That's not "running like crap". The game is very graphic intensive. It's actually pushing the cards quite a bit.
The difference of detail between the Xbox One version and PC version seems subtle on the surface, but the PC version is running at double the framerate, has much more intensive post-processing (HBAO+), much better shadows, and fully utilizing tessellations which is requiring pumping out hundreds of thousands of more triangles per scene.

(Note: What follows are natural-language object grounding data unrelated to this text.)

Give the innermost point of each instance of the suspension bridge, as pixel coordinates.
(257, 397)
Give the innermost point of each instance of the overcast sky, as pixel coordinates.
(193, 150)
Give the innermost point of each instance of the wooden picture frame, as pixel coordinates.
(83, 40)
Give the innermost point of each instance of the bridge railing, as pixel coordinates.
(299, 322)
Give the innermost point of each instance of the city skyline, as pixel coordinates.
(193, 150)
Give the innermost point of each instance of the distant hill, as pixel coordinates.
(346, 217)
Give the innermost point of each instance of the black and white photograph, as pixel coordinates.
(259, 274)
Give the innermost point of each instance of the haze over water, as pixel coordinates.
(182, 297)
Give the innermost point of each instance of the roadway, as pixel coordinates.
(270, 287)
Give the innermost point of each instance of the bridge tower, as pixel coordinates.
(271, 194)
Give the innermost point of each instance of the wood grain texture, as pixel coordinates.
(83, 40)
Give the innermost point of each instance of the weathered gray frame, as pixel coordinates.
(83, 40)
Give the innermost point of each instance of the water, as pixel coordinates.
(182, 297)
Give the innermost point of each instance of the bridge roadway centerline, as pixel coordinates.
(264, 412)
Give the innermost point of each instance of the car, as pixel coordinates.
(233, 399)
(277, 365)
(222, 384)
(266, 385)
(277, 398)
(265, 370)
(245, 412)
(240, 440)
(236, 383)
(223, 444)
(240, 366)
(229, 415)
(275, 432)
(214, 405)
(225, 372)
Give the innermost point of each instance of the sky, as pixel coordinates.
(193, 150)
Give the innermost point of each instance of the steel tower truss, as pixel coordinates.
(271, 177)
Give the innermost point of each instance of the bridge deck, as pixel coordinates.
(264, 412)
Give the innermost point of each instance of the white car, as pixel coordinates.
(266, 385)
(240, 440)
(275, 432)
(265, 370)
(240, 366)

We've come to a point in gaming where more power is going to only really increase the graphics in subtle ways. The PS4 and Xbox One are capeable of some pretty damn good graphics themselves. They aren't nearly as powerful as a PC, but you don't need a high powered PC to make good looking games today. Graphics are one of those things that eventually get "good enough" with X amount of power. Hell some could argue we hit that last gen, which is partly why so many people are underwhelmed by this gen. They were expecting a graphical leap that was never going to happen because we've hit the limits of rasterization in general. Even the best PC looking games don't look head-and-shoulders better than the best looking console games because the amount of processing power required to do the more advanced rendering techniques is exponential. Just because you're hardware is 5x more powerful doesn't mean your game is going to look 5x better.
This is happening in Tomb Raider. Just to get the subtle extra details and crisper rendering of the PC version to run at 1080p60 you need exponentially better hardware.